We here at the SHRC are big fans of lubricant, aka lube. Lube reduces friction, making penetration and genital stimulation smoother and less painful (if applicable). Lube can also reduce the likelihood of transmitting STIs for two reasons: if you’re using a condom, it’s less likely to break; and with or without a condom, lube reduces the likelihood that the genitals will be injured (and open wounds make it a lot more likely to transmit STIs).

There are a lot of misconceptions about using lubricant. It’s not “only used for anal” or “only used for masturbation”. There are also benefits to using lubricant for vaginal intercourse – the vagina can’t always produce the exact amount of lubricant needed for comfortable penetration (since when do our bodies always do exactly what we want them to do?). You can also use lubricant (consider a flavoured lube) for oral stimulation – you can only produce so much spit!

If you’re intrigued and want to test out some lube, the SHRC and mostsex shops sell “sample size” lubricants so you don’t have to invest in a whole bottle, and lubricants are also widely available in drug stores in the family planning aisle. But where should you start with choosing a lubricant?

The first thing you should consider is the material your lubricant is made out of. Lube can either be water-based or silicone-based. You may also come across oil-based lubricants, but these are usually intended as massage oils. Oil-based lubricants erode latex (meaning they are not safe to use with a condom) and can lead to infections if used anally or vaginally.

So, what is the difference between water-based and silicone-based lubricants?

Water-based lubricants are versatile and generally are a good place to start if you’re new to lubricant. They do dry out faster than silicone-based lubes, but you can always just use more. Water-based lubes are safe to use with condoms and with any sex toy as well. If you or your partner(s) are prone to yeast infections, you may want to look for a water-based lube that doesn’t contain glycerin, which can upset your body’s PH balance and trigger a yeast infection.

Silicone-based lubricants tend to last longer without drying out than water-based lubes do. This is optimal for actions such as anal intercourse (because the anus doesn’t produce lubrication at all) or manual stimulation (since the genitals can be exposed to more air than during other forms of stimulation).
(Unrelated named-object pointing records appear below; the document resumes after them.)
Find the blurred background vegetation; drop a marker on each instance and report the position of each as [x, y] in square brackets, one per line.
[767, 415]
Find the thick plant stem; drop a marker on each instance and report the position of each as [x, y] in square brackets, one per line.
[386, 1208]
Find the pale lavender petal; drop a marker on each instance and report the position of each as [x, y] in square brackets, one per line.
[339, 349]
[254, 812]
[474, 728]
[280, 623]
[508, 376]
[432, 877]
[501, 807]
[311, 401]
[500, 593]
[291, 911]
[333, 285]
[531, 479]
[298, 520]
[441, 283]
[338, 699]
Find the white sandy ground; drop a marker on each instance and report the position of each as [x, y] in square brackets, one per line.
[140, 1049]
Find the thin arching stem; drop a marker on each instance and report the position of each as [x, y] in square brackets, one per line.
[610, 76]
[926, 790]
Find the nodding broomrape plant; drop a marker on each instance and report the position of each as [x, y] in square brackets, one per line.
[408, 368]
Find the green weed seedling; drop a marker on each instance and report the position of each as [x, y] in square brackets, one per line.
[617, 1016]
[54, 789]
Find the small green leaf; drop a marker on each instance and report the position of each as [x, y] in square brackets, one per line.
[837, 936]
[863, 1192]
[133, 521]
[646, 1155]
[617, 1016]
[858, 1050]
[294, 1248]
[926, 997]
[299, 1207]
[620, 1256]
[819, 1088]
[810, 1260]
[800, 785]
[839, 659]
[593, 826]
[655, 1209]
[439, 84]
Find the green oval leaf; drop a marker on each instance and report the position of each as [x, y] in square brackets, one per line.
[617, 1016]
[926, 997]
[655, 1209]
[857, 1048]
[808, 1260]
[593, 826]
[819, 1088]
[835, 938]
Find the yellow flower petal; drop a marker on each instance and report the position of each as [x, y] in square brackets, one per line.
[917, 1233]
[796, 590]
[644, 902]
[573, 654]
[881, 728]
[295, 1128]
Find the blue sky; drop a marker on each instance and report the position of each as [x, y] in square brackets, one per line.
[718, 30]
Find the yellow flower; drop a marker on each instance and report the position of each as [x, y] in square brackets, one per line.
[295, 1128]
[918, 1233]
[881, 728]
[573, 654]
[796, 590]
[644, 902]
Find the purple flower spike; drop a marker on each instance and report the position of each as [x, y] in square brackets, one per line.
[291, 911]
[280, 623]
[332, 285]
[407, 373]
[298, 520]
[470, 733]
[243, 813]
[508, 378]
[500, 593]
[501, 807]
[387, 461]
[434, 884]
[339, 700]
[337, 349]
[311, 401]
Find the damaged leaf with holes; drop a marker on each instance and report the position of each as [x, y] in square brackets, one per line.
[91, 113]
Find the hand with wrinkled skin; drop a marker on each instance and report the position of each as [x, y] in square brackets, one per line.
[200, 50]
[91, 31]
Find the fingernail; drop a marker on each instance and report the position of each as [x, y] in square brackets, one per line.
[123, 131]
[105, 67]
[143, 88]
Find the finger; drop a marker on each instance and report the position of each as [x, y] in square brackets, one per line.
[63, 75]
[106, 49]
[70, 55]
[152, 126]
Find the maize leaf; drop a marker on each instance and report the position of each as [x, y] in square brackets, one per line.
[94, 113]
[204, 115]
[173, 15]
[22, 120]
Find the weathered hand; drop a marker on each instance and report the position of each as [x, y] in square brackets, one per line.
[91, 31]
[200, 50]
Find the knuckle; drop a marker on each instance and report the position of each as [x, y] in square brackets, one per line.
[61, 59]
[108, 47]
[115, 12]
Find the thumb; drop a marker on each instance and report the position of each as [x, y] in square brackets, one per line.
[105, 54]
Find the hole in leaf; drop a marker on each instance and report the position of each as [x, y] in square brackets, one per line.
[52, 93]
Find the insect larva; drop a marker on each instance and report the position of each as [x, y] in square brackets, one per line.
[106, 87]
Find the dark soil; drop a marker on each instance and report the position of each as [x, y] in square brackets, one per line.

However, silicone-based lubricants can be harder to clean up due to the fact that they last longer – it isn’t unheard of to have difficulty turning a door handle with “lubey” hands. Silicone-based lube is also not safe to use with sex toys made from silicone, and they shouldn’t even be stored together (seriously, your silicone sex toy will “melt”).
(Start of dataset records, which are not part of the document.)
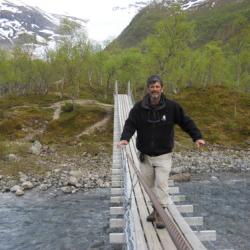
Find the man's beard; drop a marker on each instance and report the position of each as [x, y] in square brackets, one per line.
[155, 96]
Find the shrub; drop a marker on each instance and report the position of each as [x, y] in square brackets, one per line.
[67, 107]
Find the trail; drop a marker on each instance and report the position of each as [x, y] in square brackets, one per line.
[58, 106]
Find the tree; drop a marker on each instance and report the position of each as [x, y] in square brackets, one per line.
[167, 50]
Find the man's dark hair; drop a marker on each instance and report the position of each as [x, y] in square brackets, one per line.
[153, 79]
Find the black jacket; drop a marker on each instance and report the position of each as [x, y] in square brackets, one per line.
[155, 125]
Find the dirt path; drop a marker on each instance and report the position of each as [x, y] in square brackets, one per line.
[97, 126]
[58, 106]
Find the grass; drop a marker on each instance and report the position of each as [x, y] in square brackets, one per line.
[72, 123]
[220, 113]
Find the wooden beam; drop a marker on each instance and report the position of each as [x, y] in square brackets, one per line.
[116, 210]
[194, 221]
[116, 238]
[206, 235]
[116, 199]
[174, 190]
[116, 191]
[178, 198]
[116, 223]
[185, 208]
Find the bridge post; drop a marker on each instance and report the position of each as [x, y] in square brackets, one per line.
[116, 88]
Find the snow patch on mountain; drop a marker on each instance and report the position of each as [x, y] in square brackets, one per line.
[30, 26]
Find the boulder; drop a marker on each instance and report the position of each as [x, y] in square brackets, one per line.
[27, 185]
[36, 148]
[19, 192]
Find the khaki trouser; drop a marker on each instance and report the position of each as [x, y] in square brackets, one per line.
[155, 171]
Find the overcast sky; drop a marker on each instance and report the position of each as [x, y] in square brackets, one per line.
[104, 22]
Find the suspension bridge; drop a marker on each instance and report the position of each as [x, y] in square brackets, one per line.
[131, 201]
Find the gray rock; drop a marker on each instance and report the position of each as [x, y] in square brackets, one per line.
[66, 190]
[73, 181]
[36, 148]
[27, 185]
[15, 188]
[43, 187]
[12, 157]
[19, 192]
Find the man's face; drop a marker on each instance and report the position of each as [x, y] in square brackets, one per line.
[155, 89]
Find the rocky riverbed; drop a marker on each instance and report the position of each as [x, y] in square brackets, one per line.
[81, 172]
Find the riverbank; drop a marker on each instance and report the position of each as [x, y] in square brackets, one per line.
[84, 171]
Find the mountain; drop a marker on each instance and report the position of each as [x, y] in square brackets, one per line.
[210, 16]
[29, 26]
Within water-based and silicone-based lubes, there’s also varying viscosity. Thicker lubricants, sometimes referred to in advertising as “gels” or “jellies”, are great if you need a lot of lubricant and don’t want it to be runny. If you just need a little bit of lube, choose a thinner lubricant.
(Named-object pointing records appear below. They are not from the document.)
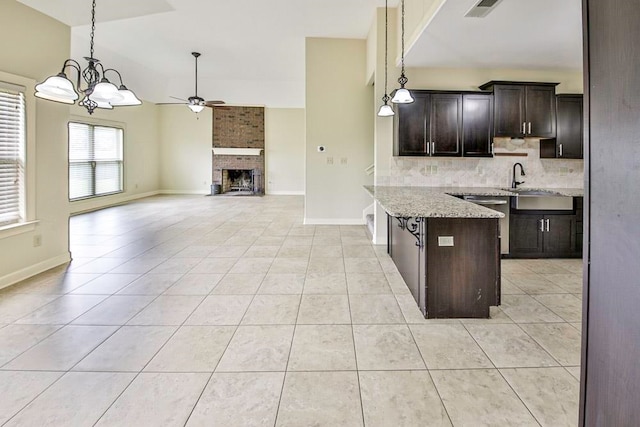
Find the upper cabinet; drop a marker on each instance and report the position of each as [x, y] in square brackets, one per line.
[523, 109]
[570, 133]
[477, 125]
[444, 124]
[429, 126]
[411, 129]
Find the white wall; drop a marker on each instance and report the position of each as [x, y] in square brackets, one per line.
[339, 116]
[285, 150]
[43, 46]
[141, 151]
[185, 150]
There are plenty of variations of lubricant: warming lube, cooling/tingling lube, desensitizing lube, flavoured lube, and more! Before introducing any of these lubricants into play, be sure to talk about it with your partner(s). Lubes that are meant to add or reduce sensation can be a confusing and alarming surprise, and flavoured lubricants can aggravate someone who is prone to yeast infections if they contain sugar.

Most condoms are pre-lubricated to prevent the latex from awkwardly sticking to your skin, so if you use condoms, you likely already use lube all the time! ”Needing” lubricant isn’t a sign of sexual dissatisfaction, and by speaking to your partner(s) you can dispel this if it’s a concern. A lot of people enjoy the sensation of using extra lube, or enjoy being a little bit safer. If you want to use lube, just tell your partner(s) how sexy you find it, just like anything else you’d like to try in bed!